Best practices for links in cold email:

  • Use your own custom tracking domain, not the ESP's default domain (shared tracking domains are often abused)
  • Set up your custom tracking domain as a CNAME record pointing to your ESP
  • Limit links to 1–2 per email maximum
  • Avoid URL shorteners (bit.ly, tinyurl) — these are heavily penalized
  • Check all destination URLs against Google Safe Browsing and Spamhaus DBL

Tools like IsItPhishing.ai and VirusTotal URL Scanner can verify your destination URLs aren't flagged.

Step 6: Verify Domain Age and Warm-Up Status

New domains need a warm-up period before they can send cold email reliably. Google and Microsoft trust sending history — a domain that has been consistently sending and receiving legitimate email for 60–90 days will get much better placement than a domain registered last week.

Warm-up benchmarks for cold email readiness:

  • Week 1–2: 5–10 emails per day (warm-up tool handles this)
  • Week 3–4: 20–30 emails per day
  • Week 5–8: 40–60 emails per day
  • Week 9+: 80–100 emails per day max for cold outreach

Check your domain's age at WHOIS Lookup tools. If the domain is under 30 days old, don't start cold campaigns yet. See our full cold email deliverability checklist for the complete warm-up timeline.

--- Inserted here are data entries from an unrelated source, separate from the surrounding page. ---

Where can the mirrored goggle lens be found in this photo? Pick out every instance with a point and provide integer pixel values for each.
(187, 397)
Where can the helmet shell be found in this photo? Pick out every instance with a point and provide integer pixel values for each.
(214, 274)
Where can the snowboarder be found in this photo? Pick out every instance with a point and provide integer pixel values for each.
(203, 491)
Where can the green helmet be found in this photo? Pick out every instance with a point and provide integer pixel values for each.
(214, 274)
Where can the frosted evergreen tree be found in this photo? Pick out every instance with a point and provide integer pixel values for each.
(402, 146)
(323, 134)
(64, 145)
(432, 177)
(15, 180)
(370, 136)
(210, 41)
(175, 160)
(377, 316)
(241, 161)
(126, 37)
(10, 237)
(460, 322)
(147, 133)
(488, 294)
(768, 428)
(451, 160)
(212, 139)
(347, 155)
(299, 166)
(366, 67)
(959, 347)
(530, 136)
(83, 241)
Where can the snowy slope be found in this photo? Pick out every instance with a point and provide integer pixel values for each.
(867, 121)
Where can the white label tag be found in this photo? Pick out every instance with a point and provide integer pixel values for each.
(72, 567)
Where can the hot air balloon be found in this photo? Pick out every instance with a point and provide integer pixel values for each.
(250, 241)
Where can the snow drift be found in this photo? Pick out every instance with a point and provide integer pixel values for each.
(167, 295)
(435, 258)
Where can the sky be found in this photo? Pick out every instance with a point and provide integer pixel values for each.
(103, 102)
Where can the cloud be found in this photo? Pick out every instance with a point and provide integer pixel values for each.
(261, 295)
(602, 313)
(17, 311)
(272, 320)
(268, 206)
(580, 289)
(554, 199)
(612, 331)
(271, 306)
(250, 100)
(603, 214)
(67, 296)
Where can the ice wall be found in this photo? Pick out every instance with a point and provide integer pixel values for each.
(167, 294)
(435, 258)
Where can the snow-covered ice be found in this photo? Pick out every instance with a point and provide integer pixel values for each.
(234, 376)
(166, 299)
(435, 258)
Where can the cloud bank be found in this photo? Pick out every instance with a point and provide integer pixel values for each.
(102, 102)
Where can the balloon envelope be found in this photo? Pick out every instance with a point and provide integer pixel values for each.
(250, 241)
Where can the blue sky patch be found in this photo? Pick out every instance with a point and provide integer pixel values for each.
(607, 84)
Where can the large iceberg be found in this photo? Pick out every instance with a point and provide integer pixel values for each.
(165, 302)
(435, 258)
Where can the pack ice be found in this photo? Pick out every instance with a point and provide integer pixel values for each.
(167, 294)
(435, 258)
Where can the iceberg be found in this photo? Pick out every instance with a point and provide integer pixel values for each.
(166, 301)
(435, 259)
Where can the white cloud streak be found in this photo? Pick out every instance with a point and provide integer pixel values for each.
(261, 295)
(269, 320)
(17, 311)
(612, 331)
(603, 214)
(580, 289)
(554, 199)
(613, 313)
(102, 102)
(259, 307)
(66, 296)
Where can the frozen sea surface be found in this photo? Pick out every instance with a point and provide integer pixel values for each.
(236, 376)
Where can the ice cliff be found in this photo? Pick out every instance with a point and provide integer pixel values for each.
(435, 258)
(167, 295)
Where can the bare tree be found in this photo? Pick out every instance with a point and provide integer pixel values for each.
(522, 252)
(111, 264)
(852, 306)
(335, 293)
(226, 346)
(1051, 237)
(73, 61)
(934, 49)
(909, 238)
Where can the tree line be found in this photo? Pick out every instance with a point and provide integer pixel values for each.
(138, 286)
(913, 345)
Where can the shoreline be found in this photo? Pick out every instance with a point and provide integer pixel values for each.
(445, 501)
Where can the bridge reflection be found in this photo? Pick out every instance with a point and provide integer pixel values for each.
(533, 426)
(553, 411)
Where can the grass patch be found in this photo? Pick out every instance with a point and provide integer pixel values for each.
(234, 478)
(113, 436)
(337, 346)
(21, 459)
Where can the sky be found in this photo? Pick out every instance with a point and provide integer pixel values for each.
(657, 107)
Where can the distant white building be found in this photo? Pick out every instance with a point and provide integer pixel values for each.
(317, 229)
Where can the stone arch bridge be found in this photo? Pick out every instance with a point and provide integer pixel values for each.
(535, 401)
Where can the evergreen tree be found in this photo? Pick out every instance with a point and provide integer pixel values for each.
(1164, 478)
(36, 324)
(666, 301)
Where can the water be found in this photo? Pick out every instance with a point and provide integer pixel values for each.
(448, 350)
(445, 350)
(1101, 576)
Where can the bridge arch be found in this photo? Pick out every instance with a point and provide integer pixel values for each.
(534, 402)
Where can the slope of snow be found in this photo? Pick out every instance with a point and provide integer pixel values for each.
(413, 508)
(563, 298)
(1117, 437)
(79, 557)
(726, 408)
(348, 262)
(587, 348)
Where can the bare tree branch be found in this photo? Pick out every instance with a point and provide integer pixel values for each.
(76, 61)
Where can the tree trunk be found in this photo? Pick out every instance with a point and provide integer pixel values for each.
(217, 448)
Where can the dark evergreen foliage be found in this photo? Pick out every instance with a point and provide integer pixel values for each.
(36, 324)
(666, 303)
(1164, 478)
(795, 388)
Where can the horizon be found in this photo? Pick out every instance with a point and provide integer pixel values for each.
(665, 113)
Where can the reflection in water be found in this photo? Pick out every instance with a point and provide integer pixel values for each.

Step 7: Check Google Postmaster Tools

If you're sending through Gmail or Google Workspace, Google Postmaster Tools(postmaster.google.com) gives you direct visibility into your domain's sending reputation in Google's eyes.

Key metrics to monitor:

  • Domain Reputation: Should be "High" or "Medium." "Low" means serious deliverability problems.
  • Spam Rate: Should stay below 0.10%. Above 0.30% triggers automatic throttling.
  • Authentication: Shows SPF, DKIM, and DMARC pass rates. Target 100%.
  • Encryption: Should show 100% TLS encryption for outbound messages.

You need to verify domain ownership in Postmaster Tools before data becomes available. Set this up for every cold email domain you operate.

The Pre-Send Checklist Summary

Run through this list before every new campaign:

  • SPF record set and validating (MXToolbox)
  • DKIM activated and key resolving
  • DMARC record present (p=none minimum)
  • Domain not on any major blacklist
  • Inbox placement test 80%+ Primary in Gmail/Outlook (GlockApps)
  • Mail-tester.com score 9/10 or higher
  • Custom tracking domain set up (not ESP default)
  • All links clean (no URL shorteners, no blacklisted domains)
  • Domain 60+ days old or warm-up completed
  • Google Postmaster domain reputation "High" or "Medium"

This 30-minute audit will catch 90% of deliverability problems before they cost you your sending reputation. Build this into your campaign launch process as a non-negotiable gate — don't skip it even when you're in a rush to launch.